Now she has a spacious corner storefront in downtown Everett, and although her lease is good for only six weeks, it's also free.

The city of Everett and the Arts Council of Snohomish County have teamed up to offer vacant downtown storefronts to working artists. It's part of the city's efforts to inject vitality into a downtown often deserted by nightfall and to bolster a business district struggling to draw shoppers away from regional malls.

Ultimately, the city hopes to lure artists from cities with more established gallery scenes such as Seattle, Bellevue and Kirkland, and to create, amid the old brick buildings that line Everett's historic center, a vibrant arts district of lofts, studios and gallery space.

"Creativity always begets energy, and that's just what a downtown needs," said Lanie McMullin, Everett's economic-development director.

Despite the sluggish economy, a number of mixed-use projects have broken ground over the past year. Taken together, they will add 300 apartment units downtown and are raising hopes the former mill town could have some of the 24-hour vibrancy of its more cosmopolitan cousin to the south.

"There are more cranes on our skyline than there've been in recent memory," said Kate Reardon, spokeswoman for the city. "That's amazing, given the economy."

Among the projects nearing completion is a four-story regional arts center. The building will provide gallery space and classrooms on the ground floor, and studio and affordable loft space for artists above.

The center is being built by the Arts Council, which will move its administrative offices to the new building.

Faded lettering on the white stucco building at the corner of Wetmore and Hewitt avenues speaks to the ghosts of businesses that have come and gone over the years.

The storefront has been a men's clothing store, a bank, a bookstore and a junk shop. It was sitting empty when the city and the Arts Council launched its Art in Great Spaces program in July.

Building owners donate the space to the artists.
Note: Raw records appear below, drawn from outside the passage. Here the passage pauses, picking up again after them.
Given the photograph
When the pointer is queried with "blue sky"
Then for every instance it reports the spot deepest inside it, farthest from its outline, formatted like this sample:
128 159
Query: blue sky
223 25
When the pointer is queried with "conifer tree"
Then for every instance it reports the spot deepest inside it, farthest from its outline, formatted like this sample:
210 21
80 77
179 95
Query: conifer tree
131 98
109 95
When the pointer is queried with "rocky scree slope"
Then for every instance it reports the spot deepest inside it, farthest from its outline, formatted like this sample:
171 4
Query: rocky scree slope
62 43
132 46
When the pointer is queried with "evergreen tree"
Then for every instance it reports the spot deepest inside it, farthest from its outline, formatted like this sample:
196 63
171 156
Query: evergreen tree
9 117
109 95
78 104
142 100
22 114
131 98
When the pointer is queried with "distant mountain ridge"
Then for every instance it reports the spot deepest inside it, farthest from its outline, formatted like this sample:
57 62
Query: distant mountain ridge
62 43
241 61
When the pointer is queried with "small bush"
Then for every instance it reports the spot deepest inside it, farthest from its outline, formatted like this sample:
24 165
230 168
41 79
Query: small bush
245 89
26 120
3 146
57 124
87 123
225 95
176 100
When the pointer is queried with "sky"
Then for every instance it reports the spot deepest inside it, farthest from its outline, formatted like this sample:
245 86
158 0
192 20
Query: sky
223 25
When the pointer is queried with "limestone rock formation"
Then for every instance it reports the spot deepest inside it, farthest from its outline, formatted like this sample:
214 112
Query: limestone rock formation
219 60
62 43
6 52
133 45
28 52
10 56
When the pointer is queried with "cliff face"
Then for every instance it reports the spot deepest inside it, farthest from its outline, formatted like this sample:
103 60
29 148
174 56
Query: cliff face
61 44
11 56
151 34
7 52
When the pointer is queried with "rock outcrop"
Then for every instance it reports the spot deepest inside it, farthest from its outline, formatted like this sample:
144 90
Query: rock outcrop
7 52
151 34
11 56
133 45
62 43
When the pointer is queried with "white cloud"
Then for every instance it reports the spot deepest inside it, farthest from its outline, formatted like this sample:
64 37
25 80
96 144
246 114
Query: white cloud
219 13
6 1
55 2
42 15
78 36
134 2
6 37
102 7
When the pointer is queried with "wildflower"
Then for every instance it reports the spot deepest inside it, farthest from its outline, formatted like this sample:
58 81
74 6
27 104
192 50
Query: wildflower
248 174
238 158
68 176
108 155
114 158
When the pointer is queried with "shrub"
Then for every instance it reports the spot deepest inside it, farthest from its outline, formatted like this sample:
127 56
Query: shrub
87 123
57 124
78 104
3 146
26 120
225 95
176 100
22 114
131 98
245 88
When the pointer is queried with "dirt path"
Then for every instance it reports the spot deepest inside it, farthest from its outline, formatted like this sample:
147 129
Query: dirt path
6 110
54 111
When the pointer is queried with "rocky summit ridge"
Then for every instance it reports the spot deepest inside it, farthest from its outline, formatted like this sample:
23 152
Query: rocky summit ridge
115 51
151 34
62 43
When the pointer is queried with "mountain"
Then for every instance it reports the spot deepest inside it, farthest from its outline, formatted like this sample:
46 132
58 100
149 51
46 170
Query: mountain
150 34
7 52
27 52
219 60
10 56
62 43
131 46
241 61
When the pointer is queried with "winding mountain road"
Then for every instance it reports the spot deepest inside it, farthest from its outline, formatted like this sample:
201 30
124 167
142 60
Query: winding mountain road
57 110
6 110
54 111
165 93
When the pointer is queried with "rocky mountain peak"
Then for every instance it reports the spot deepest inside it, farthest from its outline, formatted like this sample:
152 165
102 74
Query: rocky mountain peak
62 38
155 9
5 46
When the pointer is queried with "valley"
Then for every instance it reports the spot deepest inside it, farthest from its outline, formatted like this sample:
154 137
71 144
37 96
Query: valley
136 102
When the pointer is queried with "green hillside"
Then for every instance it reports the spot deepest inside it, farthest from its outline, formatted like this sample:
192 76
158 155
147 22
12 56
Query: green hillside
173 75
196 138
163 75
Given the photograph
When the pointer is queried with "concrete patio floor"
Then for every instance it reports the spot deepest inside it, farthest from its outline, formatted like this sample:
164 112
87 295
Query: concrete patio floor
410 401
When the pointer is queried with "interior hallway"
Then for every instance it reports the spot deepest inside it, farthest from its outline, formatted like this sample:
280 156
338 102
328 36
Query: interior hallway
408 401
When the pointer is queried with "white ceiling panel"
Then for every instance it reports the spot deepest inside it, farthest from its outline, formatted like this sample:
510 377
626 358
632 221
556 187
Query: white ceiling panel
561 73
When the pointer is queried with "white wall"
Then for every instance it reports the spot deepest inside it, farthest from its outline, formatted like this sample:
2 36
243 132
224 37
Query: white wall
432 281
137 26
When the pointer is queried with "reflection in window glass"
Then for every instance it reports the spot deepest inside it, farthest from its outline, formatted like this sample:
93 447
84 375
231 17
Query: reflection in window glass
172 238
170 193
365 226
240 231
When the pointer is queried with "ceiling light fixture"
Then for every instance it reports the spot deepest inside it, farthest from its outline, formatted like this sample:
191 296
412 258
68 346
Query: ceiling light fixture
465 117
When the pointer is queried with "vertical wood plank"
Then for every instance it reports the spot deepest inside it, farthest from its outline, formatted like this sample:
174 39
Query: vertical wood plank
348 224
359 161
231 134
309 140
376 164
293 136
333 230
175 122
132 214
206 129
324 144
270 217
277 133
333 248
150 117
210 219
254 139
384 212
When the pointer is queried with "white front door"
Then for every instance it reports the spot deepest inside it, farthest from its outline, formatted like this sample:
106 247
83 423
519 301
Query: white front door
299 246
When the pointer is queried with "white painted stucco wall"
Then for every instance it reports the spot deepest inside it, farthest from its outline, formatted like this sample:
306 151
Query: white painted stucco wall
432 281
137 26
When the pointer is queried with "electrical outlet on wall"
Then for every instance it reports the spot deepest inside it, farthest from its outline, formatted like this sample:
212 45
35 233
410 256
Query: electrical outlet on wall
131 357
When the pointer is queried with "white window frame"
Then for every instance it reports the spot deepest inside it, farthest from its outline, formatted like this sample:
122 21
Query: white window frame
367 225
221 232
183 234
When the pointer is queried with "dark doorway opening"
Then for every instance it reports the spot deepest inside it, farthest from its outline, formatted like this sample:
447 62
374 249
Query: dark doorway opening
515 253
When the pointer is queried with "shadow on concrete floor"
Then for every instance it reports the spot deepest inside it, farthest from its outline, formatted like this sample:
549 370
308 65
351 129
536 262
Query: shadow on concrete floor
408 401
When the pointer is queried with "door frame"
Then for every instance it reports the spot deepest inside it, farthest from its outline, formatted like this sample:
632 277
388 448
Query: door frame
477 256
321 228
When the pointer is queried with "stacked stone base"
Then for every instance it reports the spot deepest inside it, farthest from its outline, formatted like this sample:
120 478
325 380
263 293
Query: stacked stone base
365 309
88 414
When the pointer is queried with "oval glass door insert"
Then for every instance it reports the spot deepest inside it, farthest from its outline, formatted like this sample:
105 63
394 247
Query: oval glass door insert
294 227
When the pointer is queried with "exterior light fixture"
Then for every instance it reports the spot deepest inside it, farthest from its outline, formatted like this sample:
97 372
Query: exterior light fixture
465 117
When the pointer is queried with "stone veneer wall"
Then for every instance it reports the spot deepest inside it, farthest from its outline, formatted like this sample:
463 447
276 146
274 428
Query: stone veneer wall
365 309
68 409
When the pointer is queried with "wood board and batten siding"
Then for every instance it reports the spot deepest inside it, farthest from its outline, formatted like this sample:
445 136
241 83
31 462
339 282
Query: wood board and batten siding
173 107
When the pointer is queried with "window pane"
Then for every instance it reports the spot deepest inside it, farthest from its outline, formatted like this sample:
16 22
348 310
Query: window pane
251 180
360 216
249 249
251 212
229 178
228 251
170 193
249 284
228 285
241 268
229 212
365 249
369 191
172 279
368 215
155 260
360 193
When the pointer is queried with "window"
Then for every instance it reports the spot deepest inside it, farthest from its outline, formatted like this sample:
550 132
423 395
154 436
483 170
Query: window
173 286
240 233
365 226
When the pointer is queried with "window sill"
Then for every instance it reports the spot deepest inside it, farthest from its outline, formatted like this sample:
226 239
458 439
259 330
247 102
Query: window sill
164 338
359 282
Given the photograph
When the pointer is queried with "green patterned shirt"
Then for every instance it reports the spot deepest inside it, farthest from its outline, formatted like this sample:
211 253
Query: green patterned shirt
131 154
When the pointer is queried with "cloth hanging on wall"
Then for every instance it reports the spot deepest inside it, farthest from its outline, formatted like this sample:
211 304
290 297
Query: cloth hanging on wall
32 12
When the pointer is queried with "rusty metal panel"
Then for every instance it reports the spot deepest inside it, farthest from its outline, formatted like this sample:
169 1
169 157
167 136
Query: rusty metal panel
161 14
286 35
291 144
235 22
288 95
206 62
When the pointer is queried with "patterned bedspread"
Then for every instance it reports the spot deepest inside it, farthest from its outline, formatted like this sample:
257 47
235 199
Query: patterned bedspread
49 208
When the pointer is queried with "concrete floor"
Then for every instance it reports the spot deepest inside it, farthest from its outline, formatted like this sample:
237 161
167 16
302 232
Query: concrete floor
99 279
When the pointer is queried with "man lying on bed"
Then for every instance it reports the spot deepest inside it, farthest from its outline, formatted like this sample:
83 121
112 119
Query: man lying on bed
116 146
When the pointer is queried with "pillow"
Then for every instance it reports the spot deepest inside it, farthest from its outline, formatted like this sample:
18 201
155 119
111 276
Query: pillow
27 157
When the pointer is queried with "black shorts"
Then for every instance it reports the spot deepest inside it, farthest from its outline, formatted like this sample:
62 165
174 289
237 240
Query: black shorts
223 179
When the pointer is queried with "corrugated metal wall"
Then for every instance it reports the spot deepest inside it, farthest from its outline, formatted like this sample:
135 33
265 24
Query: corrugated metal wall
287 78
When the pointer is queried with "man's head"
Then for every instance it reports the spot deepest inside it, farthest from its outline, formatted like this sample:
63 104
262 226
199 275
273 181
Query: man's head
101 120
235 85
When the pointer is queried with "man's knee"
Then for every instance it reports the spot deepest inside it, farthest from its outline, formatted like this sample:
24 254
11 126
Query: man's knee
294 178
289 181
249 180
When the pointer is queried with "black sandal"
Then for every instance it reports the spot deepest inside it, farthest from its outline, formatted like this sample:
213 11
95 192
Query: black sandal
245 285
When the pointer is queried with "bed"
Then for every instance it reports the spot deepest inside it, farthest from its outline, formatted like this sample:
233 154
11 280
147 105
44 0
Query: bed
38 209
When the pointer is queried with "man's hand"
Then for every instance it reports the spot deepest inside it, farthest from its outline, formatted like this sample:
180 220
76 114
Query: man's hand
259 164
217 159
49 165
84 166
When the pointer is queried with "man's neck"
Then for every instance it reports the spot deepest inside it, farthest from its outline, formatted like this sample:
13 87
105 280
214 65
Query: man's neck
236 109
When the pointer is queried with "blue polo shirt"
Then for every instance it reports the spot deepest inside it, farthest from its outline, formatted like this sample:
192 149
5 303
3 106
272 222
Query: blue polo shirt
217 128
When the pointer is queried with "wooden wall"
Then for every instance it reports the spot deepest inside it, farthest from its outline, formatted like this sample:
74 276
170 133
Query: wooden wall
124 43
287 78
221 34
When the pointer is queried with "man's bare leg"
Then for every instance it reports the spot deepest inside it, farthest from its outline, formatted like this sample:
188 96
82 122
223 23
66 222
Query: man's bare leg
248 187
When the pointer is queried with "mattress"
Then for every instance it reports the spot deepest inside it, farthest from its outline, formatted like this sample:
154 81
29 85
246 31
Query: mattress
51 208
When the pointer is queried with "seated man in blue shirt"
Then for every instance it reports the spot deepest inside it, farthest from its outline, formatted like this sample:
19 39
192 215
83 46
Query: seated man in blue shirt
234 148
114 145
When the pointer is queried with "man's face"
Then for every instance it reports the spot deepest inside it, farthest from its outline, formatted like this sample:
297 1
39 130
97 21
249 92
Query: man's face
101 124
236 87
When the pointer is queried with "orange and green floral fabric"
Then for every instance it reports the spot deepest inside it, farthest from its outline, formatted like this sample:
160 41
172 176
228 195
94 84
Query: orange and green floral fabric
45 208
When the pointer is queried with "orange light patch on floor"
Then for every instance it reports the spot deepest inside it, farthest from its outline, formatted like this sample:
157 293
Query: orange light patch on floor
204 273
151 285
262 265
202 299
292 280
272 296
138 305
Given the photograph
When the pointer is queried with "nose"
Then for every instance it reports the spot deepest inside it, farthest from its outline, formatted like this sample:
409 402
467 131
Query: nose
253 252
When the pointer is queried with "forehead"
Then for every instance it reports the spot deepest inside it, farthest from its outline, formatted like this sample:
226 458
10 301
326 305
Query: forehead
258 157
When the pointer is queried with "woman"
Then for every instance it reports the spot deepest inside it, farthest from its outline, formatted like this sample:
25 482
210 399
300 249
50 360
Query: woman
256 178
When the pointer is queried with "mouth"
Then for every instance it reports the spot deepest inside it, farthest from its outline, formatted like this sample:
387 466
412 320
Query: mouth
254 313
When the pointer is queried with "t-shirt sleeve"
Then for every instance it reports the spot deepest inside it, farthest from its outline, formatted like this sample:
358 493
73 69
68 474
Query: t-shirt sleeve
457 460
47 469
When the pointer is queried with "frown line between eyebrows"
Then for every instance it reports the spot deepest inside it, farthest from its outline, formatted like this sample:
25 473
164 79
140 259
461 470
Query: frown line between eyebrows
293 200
The Arts Council pays a stipend for insurance.

Meagher, a multimedia artist, is among the second group of artists — there are 13 in all — to take up residence for six-week stints in one of seven downtown buildings.

For Meagher, who usually travels from school to school as an artist-in-residence for the Washington State Arts Commission, the free studio space has been an unexpected gift.

"It's got giant plate-glass windows, light streams in," she said. "It's a beautiful place to work."

The generous amount of room also has inspired her current creation, an organic, inverted, treelike sculpture made of toilet-paper rolls and papier-mâché.

Passers-by have monitored the work's progress, offering their own interpretation, from tumbleweed to plumber's nightmare.

She said an elderly man recently suggested the title, "How government works."

Some longtime Everett residents have greeted the new art spaces with a mix of excitement and disbelief that there are art studios downtown.

"I thought, 'they're bringing art to Everett?' How wonderful is that?" said Frank Blish, 51, who has stopped by Meagher's studio several times and was disappointed to learn her stay is temporary.

"I wanted it to be forever," he said.

The experiment has proved successful for the buildings' owners as well.

Everett's economic-development director said the spaces have attracted two letters-of-intent from prospective business tenants. And one artist has decided to rent out her space when the program ends.

"It's been more successful than my wildest dreams," McMullin said.